Artaxercès, par sa valeur et par sa conduite, avait arraché le sceptre de l'Orient à la dynastie des Parthes. Lorsqu'il n'eut plus d'ennemis à combattre, il lui resta la tâche, plus difficile, d'établir dans toute l'étendue de la Perse une administration uniforme et vigoureuse. Les faibles Arsacides avaient cédé à leurs fils et à leurs frères les principales provinces et les grandes charges de la couronne, à titre de possession héréditaire. On avait permis aux vitaxes, dix-huit des plus puissans satrapes, de prendre le titre de roi. Une autorité idéale sur tant de rois vassaux flattait l'orgueil puéril du monarque. Á peine même les Barbares, au milieu de leurs montagnes, et les Grecs de la Haute-Asie (36), dans le sein de leurs villes, reconnaissaient-ils l'autorité d'un maître aux ordres duquel ils obéissaient rarement. L'empire des Parthes présentait, sous d'autres noms, une vive image du gouvernement féodal (37), si connu depuis en Europe. L'activité du vainqueur ne lui permit pas de prendre de repos, qu'il n'eût tout soumis. Il parcourut en personne les provinces de la Perse, à la tête d'une armée nombreuse et disciplinée. La défaite des plus fiers rebelles, et la réduction des places les plus fortes (38), répandirent la terreur de ses armes, et contribuèrent à faire recevoir paisiblement son autorité. Les chefs tombèrent victimes d'une résistance opiniâtre; mais leurs partisans furent traités avec douceur (39). Une soumission volontaire était récompensée par des richesses et par des honneurs. Trop prudent pour laisser aucun sujet se parer des ornemens de la royauté, Artaxerces abolit tout pouvoir intermédiaire entre le trône et le peuple.

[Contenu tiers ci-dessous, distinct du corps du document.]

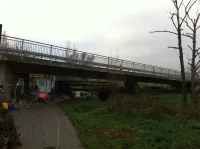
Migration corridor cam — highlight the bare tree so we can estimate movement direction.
[184,1,200,104]
[150,0,197,104]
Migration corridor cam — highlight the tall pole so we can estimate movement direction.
[0,24,2,43]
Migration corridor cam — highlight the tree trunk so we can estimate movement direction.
[191,24,197,104]
[177,16,187,105]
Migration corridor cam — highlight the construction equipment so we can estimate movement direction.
[11,78,29,109]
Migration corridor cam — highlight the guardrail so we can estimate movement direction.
[0,35,190,80]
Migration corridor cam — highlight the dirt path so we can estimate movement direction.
[13,104,83,149]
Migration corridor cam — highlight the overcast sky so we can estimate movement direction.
[0,0,197,70]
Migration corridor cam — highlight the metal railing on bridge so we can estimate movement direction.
[0,35,190,80]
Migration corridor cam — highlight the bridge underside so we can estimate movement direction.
[0,55,190,95]
[1,60,185,85]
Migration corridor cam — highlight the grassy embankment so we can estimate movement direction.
[60,94,200,149]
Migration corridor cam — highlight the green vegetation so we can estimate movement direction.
[60,94,200,149]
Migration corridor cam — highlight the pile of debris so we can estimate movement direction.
[0,107,21,149]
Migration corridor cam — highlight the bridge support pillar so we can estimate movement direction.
[0,60,29,97]
[124,81,139,94]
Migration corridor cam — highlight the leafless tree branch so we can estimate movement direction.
[178,0,184,9]
[168,46,179,49]
[188,45,193,50]
[150,30,178,35]
[181,0,197,25]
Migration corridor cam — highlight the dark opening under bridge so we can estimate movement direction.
[0,35,190,95]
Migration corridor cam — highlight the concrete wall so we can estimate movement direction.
[0,60,29,97]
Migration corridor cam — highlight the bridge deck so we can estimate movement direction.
[0,36,190,81]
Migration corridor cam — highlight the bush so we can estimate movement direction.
[98,88,111,101]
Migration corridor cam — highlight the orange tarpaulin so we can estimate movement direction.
[39,92,46,99]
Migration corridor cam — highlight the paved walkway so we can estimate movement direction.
[13,103,83,149]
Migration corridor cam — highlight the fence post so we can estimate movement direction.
[107,57,110,69]
[22,39,24,51]
[50,45,53,63]
[0,24,2,44]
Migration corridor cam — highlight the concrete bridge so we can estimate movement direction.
[0,35,190,95]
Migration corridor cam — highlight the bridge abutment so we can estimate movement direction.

Étendue et population de la Perse.

Son royaume, à peu près aussi étendu que la Perse moderne, se trouvait borné de tous côtés par la mer et de grands fleuves. Il avait pour limites l'Euphrate, l'Oxus, l'Araxe, le Tigre, l'Indus, la mer Caspienne et le golfe Persique (40). Dans le dernier siècle, ce pays pouvait contenir cinq cent cinquante-quatre villes, soixante mille villages, et environ quarante millions d'âmes (41). Si l'on compare l'administration des Sassanides avec le gouvernement de la maison de Sefi, l'influence politique des mages avec celle de la religion mahométane, on supposera facilement que les États d'Artaxercès renfermaient au moins un aussi grand nombre de villes, de villages et d'habitans. Mais le défaut de ports sur les côtes, et dans l'intérieur la rareté de l'eau, ont toujours beaucoup nui au commerce et à l'agriculture des Perses, qui semblent, en parlant de leur population, s'être laissés aller à l'une des prétentions les moins relevées, mais les plus ordinaires de la vanité nationale.

Récapitulation des guerres entre les Parthes et les Romains.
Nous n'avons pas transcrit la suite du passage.